Here is one using recursion:

这里有一个使用递归的例子:

>>> import copy>>> def combinations(target,data):...     for i in range(len(data)):...         new_target = copy.copy(target)...         new_data = copy.copy(data)...         new_target.append(data[i])...         new_data = data[i+1:]...         print new_target...         combinations(new_target,...                      new_data)...                      ... >>> target = []>>> data = ['a','b','c','d']>>> >>> combinations(target,data)['a']['a', 'b']['a', 'b', 'c']['a', 'b', 'c', 'd']['a', 'b', 'd']['a', 'c']['a', 'c', 'd']['a', 'd']['b']['b', 'c']['b', 'c', 'd']['b', 'd']['c']['c', 'd']['d']

#5


27  

In comments under the highly upvoted answer by @Dan H, mention is made of the powerset() recipe in the itertools documentation—including one by Dan himself. However, so far no one has posted it as an answer. Since it's probably one of the better if not the best approach to the problem—and given a little encouragement from another commenter, it's shown below. The function produces all unique combinations of the list elements of every length possible.

在@Dan H高度推荐的答案下面的评论中,提到了itertools文档中的powerset()配方——包括Dan自己的配方。然而,到目前为止还没有人把它作为答案。既然它可能是解决问题的最好的方法之一,而且得到了另一个评论者的一点鼓励,下面将展示它。该函数生成所有可能长度的列表元素的唯一组合。

Note: If the, subtly different, goal is to obtain only combinations of unique elements, change the line s = list(iterable) to s = list(set(iterable)) to eliminate any duplicate elements. Regardless, the fact that the iterable is ultimately turned into a list means it will work with generators (unlike several of the other answers).

注意:如果有微妙的不同,目标是只获取唯一元素的组合,将行s = list(iterable)改为s = list(set(iterable)),以消除任何重复元素。

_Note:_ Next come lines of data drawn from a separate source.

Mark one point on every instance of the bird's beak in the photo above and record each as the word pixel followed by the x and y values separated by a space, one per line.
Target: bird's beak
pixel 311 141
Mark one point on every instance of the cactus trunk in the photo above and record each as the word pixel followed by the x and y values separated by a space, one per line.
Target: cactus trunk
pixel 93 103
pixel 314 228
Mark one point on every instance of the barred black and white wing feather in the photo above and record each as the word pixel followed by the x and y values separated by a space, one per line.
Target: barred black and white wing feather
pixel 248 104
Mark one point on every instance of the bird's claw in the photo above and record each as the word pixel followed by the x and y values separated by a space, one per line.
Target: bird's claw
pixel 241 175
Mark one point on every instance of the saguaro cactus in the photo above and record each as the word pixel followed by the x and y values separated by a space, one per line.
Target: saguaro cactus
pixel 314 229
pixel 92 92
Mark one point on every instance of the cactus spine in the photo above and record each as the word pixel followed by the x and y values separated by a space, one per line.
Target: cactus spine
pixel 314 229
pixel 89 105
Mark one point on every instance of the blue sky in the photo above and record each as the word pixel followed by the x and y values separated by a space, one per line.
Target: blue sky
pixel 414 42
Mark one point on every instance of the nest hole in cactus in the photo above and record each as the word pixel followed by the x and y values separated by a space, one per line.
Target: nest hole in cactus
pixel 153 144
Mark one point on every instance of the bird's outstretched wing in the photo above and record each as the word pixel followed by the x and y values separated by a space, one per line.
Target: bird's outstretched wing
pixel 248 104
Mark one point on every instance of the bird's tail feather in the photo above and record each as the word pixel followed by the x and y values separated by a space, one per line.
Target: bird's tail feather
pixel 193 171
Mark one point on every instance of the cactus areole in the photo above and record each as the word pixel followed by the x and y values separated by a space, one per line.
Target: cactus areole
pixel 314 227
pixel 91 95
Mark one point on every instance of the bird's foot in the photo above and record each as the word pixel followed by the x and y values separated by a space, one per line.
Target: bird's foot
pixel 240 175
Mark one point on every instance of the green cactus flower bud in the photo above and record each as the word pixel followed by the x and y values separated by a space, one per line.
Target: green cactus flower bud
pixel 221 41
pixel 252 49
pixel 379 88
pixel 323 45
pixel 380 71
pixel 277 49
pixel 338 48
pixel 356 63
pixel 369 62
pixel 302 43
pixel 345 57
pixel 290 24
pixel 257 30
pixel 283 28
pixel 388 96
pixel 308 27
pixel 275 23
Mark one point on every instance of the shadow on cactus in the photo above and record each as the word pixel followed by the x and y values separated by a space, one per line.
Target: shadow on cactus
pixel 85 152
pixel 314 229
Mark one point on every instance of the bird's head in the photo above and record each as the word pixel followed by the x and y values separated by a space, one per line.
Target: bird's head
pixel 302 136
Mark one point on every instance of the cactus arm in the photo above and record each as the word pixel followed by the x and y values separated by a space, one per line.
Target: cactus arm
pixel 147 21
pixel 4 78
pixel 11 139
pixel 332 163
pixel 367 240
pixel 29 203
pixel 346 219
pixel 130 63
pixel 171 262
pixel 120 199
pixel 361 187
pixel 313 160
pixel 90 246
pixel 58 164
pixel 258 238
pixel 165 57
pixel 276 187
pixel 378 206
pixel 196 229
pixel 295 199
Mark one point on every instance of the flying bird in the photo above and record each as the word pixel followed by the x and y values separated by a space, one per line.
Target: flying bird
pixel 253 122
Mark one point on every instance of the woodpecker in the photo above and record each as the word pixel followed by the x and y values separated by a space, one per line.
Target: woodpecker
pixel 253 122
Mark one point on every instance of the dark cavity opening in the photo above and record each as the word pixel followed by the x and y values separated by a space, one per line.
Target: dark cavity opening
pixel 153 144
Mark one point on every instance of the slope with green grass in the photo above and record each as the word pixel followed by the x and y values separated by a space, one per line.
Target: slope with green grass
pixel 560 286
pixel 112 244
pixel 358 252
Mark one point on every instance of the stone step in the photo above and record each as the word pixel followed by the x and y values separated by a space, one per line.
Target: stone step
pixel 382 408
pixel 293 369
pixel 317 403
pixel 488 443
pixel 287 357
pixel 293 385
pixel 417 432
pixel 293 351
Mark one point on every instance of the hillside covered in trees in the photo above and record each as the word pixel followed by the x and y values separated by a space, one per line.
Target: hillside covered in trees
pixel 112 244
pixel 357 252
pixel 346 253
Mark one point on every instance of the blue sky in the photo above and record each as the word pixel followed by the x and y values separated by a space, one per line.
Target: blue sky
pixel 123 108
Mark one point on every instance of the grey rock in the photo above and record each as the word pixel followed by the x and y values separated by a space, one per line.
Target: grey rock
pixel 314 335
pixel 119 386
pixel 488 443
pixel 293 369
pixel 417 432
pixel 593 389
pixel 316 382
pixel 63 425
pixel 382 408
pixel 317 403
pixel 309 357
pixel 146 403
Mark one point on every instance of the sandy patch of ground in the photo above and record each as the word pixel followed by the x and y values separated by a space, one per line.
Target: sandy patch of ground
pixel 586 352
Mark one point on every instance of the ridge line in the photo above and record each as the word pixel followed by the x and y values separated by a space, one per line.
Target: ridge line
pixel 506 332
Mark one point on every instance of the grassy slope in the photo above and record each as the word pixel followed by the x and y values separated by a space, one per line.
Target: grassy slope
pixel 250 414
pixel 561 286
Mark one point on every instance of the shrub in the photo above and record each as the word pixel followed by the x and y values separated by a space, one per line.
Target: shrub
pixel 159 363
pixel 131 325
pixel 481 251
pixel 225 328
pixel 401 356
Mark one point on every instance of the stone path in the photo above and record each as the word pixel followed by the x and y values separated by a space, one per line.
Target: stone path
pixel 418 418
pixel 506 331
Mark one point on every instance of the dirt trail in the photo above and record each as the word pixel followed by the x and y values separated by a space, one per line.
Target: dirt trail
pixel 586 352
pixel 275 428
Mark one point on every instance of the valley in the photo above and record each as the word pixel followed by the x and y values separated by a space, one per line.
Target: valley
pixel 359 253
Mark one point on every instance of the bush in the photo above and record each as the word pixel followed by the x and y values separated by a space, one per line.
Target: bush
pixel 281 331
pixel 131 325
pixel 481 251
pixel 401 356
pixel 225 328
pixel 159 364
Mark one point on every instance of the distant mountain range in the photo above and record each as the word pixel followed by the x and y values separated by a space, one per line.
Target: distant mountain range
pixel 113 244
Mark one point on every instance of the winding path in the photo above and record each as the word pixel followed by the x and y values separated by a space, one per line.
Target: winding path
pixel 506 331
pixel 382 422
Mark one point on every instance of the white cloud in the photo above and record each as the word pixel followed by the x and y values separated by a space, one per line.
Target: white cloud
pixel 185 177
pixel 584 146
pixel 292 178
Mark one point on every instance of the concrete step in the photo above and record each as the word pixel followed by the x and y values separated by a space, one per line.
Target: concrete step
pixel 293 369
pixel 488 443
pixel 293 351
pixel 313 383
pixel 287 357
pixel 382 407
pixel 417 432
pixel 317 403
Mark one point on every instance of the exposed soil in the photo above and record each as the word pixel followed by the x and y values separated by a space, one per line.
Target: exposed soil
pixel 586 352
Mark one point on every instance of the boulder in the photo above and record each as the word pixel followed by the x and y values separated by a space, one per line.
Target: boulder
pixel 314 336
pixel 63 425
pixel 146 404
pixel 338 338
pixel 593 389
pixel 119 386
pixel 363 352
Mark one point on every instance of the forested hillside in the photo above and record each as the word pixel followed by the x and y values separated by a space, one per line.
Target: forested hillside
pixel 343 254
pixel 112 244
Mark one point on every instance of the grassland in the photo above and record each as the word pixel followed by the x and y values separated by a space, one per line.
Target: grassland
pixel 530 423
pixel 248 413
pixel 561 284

无论如何,可迭代最终变成列表的事实意味着它将与生成器一起工作(与其他几个答案不同)。

from itertools import chain, combinationsdef powerset(iterable):    "powerset([1,2,3]) --> () (1,) (2,) (3,) (1,2) (1,3) (2,3) (1,2,3)"    s = list(iterable)  # allows duplicate elements    return chain.from_iterable(combinations(s, r) for r in range(len(s)+1))stuff = [1, 2, 3]for i, combo in enumerate(powerset(stuff), 1):    print('combo #{}: {}'.format(i, combo))

Output:

输出:

combo #1: ()combo #2: (1,)combo #3: (2,)combo #4: (3,)combo #5: (1, 2)combo #6: (1, 3)combo #7: (2, 3)combo #8: (1, 2, 3)

#6


20  

I agree with Dan H that Ben indeed asked for all combinations. itertools.combinations() does not give all combinations.

我同意丹的观点,他确实要求所有的组合。combination()不会给出所有的组合。

Another issue is, if the input iterable is big, it is perhaps better to return a generator instead of everything in a list:

另一个问题是,如果输入可迭代性很大,那么最好返回生成器,而不是列表中的所有内容:

iterable = range(10)for s in xrange(len(iterable)+1):  for comb in itertools.combinations(iterable, s):    yield comb

#7


18  

This one-liner gives you all the combinations (between 0 and n items if the original list/set contains n distinct elements) and uses the native method itertools.combinations:

这一行代码提供了所有的组合(如果原始列表/集合包含n个不同的元素,那么0到n个项目之间),并使用了本机方法itertools。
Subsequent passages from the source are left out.